On April 5, the county announced it withdrew a “determination of non-significance” for both the Chelatchie Bluffs and Cardai Hill surface mining overlays. That determination meant the county found the addition of the overlays was “not likely to have a significant adverse environmental impact,” according to state law. The determination meant an in-depth environmental review was not required.

The Chelatchie Bluff property is 330 acres southeast of the intersection of Northeast Healy Road and Northeast 424th Street. The Cardai Hill property is 46 acres near Cardai Hill Road across the Lewis River from Woodland.

The Chelatchie Bluff surface mining overlay received its determination on Dec. 1, 2021. The prior year, Granite Construction Company and BRP Minerals LLC applied for an expansion of the county’s overlay onto property adjacent to a roughly 43-acre parcel that already had the designation.

In July 2022, the Clark County Council approved the overlay expansion. Two months later, a local land use group named Friends of Clark County appealed the decision to the state’s Growth Management Hearings Board.

On March 22, the board struck down the overlay expansion because the county did not provide an environmental impact statement. Not completing that environmental review “places at risk 330 acres of environmentally sensitive lands by authorizing mineral extraction without an adequate analysis and consideration of the potential adverse environmental impacts of this action,” the ruling stated.

The determination of non-significance for the Cardai Hill overlay came Nov. 28, 2022. The following month, the Clark County Planning Commission voted to recommend the denial of the overlay expansion during a meeting where concerned neighbors and Woodland’s community development director spoke in opposition of the move.

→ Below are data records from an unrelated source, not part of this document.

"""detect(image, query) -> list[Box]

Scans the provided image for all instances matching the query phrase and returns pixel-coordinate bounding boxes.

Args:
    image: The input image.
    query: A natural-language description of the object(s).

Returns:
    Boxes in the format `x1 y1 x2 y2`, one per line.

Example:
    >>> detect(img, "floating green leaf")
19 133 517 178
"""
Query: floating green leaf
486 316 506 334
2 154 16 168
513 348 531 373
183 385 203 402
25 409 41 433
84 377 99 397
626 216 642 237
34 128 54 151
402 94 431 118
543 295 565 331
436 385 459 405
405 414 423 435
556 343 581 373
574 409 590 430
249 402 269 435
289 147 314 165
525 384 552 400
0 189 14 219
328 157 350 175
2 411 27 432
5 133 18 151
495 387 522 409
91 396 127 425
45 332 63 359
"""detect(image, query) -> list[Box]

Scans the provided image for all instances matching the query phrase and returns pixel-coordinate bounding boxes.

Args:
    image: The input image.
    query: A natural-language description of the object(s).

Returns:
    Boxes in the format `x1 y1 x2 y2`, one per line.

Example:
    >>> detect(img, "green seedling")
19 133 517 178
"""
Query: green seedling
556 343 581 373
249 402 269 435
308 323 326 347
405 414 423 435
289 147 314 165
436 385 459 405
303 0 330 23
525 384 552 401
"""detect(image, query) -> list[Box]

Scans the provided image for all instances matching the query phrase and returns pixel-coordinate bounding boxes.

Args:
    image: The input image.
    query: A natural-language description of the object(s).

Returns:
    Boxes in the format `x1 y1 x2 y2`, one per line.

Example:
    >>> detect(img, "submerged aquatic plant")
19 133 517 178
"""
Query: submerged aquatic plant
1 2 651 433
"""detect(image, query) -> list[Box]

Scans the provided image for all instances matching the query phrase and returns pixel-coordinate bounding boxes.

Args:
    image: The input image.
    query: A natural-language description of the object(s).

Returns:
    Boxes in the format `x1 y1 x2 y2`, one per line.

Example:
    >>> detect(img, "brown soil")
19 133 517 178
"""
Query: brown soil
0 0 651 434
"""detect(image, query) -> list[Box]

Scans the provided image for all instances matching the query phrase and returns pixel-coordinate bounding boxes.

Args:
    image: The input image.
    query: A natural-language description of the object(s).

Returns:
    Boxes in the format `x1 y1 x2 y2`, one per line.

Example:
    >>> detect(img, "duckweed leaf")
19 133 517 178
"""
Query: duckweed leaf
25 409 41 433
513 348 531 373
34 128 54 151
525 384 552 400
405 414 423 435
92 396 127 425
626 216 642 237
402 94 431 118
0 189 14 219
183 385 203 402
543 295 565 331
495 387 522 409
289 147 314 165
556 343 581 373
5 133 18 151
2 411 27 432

Though the planning commission voted against its approval, the final decision would have been in the hands of the Clark County Council.

It was the Growth Management Hearings Board’s ruling on the Chelatchie Bluff overlay expansion that led to the determination of non-significance to be dropped for both Chelatchie and Cardai Hill. 

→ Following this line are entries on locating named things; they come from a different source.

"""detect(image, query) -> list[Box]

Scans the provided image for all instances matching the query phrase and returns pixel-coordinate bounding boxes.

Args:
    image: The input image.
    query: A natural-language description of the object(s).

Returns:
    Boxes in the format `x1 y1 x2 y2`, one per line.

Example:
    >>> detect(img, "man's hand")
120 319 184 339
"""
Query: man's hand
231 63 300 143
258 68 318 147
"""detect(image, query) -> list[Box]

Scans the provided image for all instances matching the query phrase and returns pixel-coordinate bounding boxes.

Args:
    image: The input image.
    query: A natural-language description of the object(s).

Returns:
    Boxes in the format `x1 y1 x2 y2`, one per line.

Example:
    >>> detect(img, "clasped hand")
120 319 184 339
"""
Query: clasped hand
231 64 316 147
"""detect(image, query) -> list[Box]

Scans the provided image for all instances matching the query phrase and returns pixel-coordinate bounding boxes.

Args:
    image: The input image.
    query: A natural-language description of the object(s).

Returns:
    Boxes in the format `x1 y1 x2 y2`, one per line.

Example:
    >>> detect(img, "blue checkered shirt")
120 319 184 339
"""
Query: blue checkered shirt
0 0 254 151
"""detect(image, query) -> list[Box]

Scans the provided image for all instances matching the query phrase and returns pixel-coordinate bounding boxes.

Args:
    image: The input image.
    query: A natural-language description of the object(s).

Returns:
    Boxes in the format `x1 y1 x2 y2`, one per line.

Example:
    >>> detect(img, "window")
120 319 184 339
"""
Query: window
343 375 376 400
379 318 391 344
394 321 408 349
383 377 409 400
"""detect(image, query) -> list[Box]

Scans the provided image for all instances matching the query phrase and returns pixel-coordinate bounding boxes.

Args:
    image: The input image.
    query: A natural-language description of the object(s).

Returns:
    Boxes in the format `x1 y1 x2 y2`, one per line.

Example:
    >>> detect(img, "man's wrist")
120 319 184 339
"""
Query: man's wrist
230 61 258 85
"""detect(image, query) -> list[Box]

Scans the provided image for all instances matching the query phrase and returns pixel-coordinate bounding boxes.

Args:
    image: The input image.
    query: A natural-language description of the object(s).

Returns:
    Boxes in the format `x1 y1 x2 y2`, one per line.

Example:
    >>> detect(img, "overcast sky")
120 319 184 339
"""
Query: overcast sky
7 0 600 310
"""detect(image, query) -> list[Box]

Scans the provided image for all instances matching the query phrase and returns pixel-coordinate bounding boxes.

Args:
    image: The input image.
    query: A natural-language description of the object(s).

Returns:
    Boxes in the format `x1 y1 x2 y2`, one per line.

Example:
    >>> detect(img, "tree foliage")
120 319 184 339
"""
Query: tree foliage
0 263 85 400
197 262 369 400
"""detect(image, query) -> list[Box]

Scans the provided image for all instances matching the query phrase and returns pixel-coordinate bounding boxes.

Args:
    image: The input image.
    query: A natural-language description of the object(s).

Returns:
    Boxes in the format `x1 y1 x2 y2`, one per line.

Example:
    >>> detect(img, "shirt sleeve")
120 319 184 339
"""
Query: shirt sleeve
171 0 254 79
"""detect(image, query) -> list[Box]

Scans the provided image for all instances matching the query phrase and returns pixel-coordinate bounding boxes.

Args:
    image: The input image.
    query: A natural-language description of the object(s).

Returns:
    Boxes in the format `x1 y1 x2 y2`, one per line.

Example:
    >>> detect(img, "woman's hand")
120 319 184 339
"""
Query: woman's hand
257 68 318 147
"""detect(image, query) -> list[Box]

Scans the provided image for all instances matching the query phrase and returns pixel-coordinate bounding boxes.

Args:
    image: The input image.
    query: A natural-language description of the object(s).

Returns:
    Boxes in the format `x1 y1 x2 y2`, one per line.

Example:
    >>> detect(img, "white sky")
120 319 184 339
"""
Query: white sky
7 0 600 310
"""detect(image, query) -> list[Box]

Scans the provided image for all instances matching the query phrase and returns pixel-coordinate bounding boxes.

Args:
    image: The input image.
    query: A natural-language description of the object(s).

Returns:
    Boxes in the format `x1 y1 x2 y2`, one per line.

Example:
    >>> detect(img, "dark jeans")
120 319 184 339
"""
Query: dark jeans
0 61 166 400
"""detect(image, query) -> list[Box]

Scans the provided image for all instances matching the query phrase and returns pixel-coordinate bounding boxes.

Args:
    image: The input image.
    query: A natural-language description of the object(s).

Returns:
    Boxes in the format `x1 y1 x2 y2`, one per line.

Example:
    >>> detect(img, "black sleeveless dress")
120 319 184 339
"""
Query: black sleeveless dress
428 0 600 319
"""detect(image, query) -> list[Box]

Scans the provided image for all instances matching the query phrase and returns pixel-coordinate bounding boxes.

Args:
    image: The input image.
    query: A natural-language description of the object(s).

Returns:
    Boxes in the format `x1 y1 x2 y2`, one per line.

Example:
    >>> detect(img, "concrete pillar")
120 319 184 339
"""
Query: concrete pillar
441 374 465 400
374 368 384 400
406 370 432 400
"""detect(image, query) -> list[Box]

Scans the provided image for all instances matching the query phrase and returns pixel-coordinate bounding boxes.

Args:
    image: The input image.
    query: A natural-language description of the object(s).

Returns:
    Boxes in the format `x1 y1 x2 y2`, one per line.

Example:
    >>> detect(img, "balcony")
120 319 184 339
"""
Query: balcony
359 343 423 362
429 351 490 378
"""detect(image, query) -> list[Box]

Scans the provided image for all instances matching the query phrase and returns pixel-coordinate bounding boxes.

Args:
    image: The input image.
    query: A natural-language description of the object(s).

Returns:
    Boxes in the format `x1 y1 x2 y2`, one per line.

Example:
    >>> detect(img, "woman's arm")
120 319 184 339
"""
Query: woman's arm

“Clark County has determined that the proposal is likely to have a significant adverse impact on the environment,” a county webpage on the Cardai Hill overlay project stated.

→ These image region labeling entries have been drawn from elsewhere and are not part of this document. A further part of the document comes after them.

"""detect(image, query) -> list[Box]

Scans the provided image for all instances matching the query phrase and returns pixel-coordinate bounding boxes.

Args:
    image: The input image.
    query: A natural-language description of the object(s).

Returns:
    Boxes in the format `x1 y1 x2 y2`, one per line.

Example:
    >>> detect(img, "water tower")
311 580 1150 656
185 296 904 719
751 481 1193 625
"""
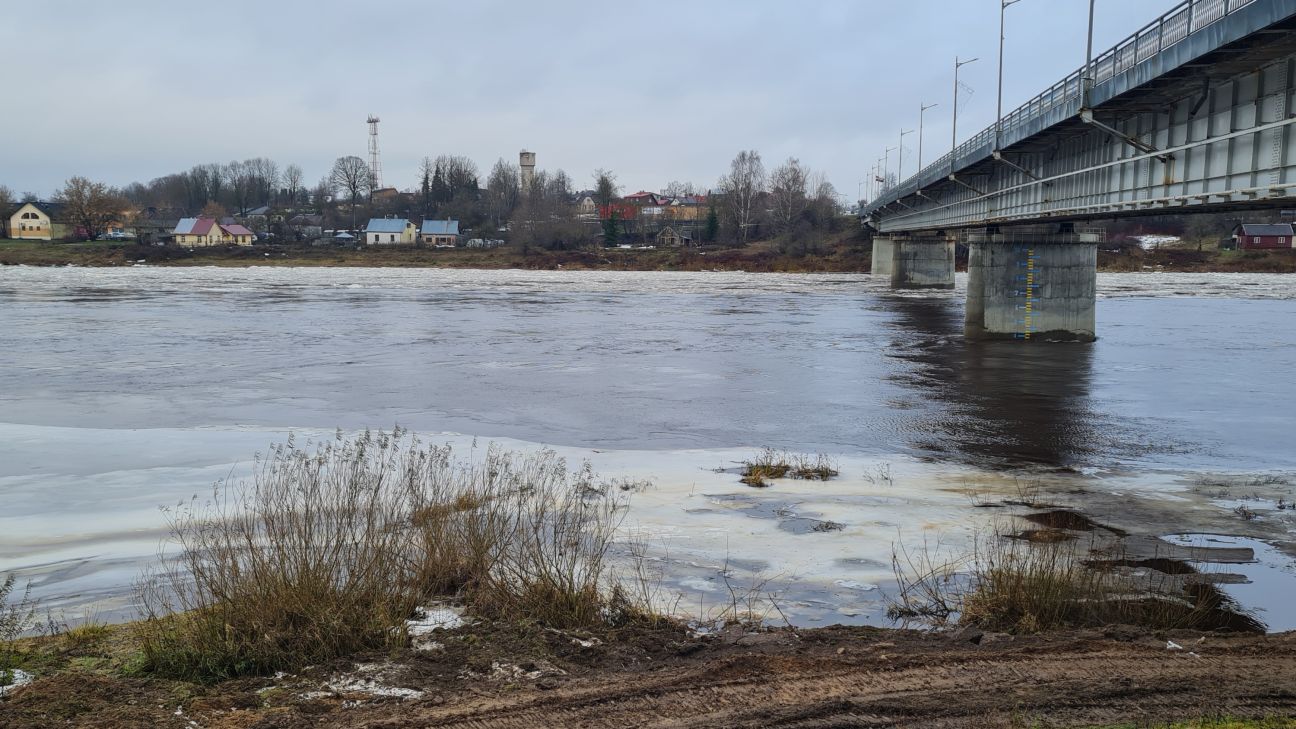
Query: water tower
517 149 535 195
369 114 382 189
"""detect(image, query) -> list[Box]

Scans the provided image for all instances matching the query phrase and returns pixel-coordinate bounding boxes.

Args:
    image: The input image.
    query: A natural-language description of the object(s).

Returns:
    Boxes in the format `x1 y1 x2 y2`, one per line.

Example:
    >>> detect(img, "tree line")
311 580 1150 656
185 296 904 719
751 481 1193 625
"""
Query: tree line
0 145 841 249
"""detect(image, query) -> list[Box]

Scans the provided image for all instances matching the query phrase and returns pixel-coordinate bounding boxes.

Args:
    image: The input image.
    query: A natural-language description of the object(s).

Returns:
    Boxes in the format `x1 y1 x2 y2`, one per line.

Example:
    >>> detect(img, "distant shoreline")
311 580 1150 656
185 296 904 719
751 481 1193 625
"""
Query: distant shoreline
0 239 1296 274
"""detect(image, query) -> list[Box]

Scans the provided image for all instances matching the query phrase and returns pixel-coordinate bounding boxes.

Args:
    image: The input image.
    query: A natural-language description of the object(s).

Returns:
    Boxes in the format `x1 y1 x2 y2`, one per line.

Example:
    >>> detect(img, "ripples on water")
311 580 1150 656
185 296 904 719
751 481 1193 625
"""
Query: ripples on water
0 267 1296 625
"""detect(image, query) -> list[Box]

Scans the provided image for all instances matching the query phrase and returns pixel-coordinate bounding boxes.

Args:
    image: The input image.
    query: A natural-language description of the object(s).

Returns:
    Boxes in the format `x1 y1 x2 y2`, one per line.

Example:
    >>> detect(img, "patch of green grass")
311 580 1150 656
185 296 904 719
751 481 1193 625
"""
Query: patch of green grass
739 448 837 489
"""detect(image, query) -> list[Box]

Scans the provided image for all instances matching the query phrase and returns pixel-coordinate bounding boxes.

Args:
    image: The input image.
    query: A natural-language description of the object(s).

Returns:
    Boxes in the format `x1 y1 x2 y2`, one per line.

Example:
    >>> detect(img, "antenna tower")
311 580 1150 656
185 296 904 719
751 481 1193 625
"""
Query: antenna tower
369 114 382 189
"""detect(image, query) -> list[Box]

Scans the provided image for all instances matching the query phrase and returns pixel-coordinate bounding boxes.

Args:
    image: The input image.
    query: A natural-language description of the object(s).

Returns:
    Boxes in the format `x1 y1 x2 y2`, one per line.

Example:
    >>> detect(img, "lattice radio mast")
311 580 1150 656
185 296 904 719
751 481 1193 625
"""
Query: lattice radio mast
369 114 382 189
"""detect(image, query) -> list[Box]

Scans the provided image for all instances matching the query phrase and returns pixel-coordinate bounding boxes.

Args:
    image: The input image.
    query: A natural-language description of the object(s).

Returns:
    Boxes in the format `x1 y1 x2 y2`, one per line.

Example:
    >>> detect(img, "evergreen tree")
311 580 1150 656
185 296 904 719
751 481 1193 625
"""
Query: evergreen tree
603 210 621 248
432 160 454 202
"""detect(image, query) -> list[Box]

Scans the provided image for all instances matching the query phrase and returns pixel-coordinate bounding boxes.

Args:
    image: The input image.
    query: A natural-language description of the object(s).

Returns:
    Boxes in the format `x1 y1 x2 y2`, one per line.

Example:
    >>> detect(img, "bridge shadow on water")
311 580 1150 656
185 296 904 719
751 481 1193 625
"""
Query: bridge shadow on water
881 294 1113 467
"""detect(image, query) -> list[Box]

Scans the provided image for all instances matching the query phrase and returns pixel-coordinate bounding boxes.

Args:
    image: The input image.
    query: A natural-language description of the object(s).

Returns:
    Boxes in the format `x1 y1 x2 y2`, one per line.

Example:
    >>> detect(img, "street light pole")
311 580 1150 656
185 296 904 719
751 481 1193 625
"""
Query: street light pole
994 0 1021 152
918 101 940 173
950 56 980 161
1080 0 1093 109
896 127 914 182
883 147 896 189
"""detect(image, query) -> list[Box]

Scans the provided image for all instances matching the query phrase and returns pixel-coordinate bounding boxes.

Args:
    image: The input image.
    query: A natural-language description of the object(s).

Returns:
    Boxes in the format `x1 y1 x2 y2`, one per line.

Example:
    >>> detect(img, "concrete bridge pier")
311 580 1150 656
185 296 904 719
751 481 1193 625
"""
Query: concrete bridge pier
872 233 954 288
964 226 1103 341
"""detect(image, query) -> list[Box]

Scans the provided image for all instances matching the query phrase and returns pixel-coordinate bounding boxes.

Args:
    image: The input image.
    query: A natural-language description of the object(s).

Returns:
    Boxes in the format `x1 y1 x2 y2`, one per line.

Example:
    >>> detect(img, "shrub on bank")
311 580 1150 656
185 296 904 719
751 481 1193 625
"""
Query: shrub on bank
136 431 648 680
888 518 1264 633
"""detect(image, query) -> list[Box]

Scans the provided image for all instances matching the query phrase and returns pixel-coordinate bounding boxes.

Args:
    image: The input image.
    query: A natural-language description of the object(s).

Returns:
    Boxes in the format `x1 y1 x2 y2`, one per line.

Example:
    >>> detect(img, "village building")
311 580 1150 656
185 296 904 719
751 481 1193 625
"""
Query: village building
573 192 599 221
657 226 693 248
364 218 419 245
288 214 324 240
419 221 459 248
171 218 255 248
1232 223 1296 250
9 202 74 240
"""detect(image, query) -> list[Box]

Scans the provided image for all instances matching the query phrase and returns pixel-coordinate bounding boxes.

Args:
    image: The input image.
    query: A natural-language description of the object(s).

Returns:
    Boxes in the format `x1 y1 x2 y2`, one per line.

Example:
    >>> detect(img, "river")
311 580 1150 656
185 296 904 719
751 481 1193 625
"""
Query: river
0 266 1296 627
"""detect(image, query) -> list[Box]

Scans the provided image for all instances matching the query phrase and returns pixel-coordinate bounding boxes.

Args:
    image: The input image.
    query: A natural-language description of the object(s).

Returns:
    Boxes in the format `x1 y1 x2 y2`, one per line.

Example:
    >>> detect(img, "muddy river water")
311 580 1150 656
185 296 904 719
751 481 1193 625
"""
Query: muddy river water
0 267 1296 629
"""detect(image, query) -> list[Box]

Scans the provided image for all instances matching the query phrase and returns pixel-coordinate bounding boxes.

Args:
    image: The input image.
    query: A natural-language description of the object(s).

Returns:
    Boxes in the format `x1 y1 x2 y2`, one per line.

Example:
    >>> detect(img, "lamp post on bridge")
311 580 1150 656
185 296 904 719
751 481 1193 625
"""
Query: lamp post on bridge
950 56 981 164
896 127 914 182
1000 0 1021 152
918 101 940 173
1080 0 1093 109
883 147 897 191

The withdrawal of the determinations doesn’t end the possibility of surface mining overlays at the locations. The projects need to go through the environmental review process before the county can make a decision.

That process requires a review of impacts to geological hazards, noise, vibration, traffic, air and water quality, among others, according to the request for comments for each of the projects. 

The deadline for the comment period is April 26.